What should IRA owners do (particularly those who are older or who have larger balances)?
- Review Your Beneficiaries Because the SECURE Act changes the outcome for many inherited retirement accounts to be distributed in a shorter time period, now is the time to review your beneficiary designations. Beneficiary designations on IRAs and 401(k)s determines who the accounts will pass to once the owner dies. Take the time and make sure all your beneficiary designations are in order and that they still match up with your intended goals.
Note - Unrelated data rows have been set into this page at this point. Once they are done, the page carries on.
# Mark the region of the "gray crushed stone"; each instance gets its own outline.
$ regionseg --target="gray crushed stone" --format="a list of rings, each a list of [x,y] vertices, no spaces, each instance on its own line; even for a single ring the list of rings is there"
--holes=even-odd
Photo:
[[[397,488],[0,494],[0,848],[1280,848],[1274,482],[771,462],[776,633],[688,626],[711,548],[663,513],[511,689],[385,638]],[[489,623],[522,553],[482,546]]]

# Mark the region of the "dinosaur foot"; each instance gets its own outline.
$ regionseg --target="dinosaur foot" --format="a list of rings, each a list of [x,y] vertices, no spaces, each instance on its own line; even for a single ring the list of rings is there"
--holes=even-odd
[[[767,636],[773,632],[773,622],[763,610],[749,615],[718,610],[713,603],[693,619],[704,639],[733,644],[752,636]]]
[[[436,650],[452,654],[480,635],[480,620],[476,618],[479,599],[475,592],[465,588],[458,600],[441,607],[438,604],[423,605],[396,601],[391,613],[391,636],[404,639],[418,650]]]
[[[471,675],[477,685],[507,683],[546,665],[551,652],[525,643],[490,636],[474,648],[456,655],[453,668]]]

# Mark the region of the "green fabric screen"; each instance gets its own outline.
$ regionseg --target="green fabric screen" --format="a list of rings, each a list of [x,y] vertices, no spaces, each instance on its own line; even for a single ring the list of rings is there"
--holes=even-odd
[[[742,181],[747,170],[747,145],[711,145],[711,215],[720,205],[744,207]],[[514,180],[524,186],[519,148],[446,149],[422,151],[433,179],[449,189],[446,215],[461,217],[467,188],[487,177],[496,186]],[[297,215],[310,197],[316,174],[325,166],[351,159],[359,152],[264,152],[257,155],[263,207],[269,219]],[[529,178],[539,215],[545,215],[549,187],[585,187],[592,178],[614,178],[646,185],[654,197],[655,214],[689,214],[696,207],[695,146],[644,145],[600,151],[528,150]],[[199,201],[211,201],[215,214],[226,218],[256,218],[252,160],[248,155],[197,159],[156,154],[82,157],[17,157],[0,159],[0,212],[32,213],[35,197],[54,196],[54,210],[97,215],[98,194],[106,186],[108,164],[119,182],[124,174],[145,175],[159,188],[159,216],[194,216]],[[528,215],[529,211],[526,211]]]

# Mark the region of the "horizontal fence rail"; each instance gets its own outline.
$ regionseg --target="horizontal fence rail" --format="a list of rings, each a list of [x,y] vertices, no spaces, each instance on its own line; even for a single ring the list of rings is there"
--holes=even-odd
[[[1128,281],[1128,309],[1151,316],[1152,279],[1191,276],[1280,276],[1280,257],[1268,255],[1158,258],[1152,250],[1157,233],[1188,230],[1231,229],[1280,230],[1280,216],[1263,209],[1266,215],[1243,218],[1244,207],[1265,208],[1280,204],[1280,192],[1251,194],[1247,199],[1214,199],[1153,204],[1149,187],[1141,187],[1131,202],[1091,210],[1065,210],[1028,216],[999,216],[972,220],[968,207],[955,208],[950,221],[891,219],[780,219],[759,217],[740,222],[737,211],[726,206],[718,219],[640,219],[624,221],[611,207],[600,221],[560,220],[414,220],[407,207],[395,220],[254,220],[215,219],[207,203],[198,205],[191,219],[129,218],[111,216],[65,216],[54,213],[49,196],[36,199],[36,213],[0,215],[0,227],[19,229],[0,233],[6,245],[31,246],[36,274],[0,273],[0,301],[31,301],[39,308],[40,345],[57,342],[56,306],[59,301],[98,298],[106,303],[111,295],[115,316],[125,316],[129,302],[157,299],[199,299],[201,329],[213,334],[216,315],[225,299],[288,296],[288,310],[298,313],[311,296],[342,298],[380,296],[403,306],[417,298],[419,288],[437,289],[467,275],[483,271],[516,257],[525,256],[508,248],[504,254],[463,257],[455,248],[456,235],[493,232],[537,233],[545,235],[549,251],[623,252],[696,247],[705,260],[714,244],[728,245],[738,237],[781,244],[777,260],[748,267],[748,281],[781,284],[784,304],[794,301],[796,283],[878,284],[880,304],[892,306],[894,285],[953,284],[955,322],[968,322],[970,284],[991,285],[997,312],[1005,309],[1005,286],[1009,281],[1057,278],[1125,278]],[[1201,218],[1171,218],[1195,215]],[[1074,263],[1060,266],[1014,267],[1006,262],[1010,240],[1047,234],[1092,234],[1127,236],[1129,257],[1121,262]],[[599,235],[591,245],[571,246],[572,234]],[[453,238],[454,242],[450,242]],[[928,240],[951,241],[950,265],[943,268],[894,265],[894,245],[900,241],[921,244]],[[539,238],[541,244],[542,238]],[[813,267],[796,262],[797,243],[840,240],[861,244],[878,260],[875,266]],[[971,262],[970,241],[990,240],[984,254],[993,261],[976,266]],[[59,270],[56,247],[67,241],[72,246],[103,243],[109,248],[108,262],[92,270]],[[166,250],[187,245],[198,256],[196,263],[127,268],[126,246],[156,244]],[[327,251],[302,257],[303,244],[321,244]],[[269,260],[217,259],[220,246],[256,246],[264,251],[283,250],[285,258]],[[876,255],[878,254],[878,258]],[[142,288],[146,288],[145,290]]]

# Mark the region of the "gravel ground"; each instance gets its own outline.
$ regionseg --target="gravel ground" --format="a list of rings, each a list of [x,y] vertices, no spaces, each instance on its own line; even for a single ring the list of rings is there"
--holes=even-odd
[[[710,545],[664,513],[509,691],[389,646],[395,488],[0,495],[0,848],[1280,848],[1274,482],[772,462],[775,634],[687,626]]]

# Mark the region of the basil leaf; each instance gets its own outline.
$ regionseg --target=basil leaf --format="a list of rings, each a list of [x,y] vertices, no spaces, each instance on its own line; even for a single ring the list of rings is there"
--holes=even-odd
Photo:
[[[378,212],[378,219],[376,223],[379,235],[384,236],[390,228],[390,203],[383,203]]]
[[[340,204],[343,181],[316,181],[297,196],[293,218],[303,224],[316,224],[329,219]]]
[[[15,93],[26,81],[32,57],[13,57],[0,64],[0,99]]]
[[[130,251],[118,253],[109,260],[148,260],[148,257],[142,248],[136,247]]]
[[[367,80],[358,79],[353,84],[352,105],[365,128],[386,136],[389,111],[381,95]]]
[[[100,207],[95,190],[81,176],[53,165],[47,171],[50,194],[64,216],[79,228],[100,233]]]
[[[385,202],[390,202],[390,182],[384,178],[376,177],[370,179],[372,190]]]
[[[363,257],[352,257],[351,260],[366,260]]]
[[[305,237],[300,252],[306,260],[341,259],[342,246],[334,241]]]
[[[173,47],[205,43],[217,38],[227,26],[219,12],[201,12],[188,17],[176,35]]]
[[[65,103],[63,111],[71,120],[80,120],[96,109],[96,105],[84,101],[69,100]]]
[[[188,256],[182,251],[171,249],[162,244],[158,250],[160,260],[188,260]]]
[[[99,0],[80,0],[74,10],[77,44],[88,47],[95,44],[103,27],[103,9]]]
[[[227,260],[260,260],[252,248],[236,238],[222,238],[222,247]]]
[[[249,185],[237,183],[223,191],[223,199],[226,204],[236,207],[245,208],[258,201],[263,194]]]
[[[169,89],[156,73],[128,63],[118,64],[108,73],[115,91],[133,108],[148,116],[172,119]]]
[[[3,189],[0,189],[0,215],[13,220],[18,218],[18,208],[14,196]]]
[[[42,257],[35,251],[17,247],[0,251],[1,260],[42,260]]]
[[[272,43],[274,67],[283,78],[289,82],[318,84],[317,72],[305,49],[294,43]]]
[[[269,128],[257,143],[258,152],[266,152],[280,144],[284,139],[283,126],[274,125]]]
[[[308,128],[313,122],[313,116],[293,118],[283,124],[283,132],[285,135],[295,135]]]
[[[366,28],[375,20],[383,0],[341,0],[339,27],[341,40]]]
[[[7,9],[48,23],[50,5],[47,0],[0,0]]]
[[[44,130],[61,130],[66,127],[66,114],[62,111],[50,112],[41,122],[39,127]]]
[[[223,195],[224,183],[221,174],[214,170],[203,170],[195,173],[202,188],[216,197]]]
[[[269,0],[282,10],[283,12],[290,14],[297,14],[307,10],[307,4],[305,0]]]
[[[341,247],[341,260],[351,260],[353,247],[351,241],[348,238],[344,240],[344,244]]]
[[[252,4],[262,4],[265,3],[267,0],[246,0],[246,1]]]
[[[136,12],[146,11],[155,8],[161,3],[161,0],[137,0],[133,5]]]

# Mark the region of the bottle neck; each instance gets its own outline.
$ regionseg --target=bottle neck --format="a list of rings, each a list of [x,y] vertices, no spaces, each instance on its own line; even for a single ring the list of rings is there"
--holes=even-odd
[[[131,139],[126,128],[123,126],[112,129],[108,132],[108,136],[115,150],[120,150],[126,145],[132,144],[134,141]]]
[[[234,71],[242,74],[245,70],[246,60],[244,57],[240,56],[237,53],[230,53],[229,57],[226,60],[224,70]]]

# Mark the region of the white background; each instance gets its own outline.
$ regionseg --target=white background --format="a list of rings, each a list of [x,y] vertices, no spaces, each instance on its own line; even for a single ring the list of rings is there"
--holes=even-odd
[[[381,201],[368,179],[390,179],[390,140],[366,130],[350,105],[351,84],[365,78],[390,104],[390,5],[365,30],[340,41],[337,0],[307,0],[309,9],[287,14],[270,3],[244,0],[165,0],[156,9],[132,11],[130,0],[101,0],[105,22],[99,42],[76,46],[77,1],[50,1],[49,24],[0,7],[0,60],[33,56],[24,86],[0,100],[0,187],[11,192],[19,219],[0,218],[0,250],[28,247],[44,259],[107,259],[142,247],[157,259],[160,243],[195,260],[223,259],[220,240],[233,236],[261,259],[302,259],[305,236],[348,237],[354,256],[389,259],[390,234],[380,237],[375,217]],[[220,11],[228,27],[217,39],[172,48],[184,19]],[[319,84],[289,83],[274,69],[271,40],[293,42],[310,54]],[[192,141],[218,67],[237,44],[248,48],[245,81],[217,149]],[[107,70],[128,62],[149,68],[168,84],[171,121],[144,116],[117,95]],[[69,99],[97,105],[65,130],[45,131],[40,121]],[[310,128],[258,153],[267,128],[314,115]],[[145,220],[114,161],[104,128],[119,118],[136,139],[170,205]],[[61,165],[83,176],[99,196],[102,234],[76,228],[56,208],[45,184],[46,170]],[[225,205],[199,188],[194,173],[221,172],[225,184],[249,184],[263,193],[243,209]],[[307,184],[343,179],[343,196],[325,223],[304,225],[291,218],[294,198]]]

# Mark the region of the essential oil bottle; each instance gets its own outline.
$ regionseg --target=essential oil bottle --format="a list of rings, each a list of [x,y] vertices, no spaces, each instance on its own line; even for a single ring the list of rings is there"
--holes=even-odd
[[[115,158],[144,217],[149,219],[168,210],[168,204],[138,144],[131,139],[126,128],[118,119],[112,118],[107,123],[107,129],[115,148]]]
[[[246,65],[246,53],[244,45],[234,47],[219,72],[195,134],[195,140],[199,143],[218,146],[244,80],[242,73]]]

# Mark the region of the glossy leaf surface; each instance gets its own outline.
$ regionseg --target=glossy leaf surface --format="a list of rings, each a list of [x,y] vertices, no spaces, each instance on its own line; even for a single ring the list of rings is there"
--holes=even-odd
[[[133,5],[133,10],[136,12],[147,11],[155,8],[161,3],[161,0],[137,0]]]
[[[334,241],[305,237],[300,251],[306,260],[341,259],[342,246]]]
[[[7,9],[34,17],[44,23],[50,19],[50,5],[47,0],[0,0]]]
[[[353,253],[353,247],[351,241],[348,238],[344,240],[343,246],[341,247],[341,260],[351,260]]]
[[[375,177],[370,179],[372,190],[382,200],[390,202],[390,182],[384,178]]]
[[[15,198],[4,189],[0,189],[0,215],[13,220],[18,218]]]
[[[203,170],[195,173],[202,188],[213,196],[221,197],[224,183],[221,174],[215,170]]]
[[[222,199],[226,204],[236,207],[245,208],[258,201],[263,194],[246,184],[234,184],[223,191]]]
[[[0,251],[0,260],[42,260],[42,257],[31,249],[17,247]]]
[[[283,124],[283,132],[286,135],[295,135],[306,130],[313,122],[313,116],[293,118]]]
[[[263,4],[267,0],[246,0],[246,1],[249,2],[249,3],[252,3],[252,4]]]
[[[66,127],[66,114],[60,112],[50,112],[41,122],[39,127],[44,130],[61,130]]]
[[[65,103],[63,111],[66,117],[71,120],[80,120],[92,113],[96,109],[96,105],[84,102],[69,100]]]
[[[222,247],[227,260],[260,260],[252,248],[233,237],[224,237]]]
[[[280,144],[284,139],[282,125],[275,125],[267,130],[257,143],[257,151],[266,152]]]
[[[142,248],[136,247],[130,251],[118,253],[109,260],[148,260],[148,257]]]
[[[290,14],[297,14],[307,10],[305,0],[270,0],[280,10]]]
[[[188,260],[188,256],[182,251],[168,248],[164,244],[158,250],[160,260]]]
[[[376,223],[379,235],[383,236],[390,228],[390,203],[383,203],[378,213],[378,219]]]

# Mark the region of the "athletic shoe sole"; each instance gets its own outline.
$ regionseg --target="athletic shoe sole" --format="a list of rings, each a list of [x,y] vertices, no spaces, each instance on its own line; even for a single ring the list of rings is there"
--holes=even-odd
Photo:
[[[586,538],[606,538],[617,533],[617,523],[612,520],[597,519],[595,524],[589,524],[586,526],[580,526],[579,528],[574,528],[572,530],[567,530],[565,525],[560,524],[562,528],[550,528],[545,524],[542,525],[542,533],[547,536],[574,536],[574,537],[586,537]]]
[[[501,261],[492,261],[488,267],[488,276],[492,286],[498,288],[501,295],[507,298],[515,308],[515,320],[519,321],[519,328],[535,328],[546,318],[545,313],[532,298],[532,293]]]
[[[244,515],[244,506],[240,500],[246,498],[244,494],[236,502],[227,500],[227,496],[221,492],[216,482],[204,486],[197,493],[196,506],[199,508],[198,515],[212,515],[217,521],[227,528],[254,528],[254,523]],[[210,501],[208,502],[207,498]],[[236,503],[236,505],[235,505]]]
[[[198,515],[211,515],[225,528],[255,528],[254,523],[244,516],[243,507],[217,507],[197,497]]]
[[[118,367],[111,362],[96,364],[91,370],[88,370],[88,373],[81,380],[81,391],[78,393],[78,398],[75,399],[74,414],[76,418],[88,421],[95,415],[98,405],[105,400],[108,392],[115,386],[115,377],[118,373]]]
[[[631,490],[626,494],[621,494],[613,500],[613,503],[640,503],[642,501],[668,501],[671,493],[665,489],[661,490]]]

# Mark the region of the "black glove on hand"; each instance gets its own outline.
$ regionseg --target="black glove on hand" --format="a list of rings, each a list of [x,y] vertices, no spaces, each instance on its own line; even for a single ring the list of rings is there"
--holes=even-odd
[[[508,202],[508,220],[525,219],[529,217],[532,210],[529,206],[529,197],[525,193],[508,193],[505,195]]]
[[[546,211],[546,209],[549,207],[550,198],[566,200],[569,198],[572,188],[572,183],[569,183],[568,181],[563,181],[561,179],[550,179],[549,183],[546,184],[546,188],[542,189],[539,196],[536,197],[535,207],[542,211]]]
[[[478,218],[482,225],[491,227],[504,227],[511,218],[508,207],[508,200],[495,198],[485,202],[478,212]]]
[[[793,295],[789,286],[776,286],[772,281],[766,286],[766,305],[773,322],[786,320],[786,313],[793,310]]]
- Take a Close Look at Your Trust If you were using a trust as a beneficiary of an IRA or 401(k) in order to achieve creditor protections and take advantage of the stretch provisions through a “pass-through” trust, there could be a huge issue with your plan now that the SECURE Act passed. Most of these conduit or pass-through stretch trusts for IRAs were set up to pass through RMDs to the beneficiary.
However, if the trust language states that the beneficiary only has access to the RMD each year, under the new rules, there is no RMD until year 10 after the year of death. This means the IRA money could be held up in the trust for 10 years and then all be distributed as a taxable event on year 10.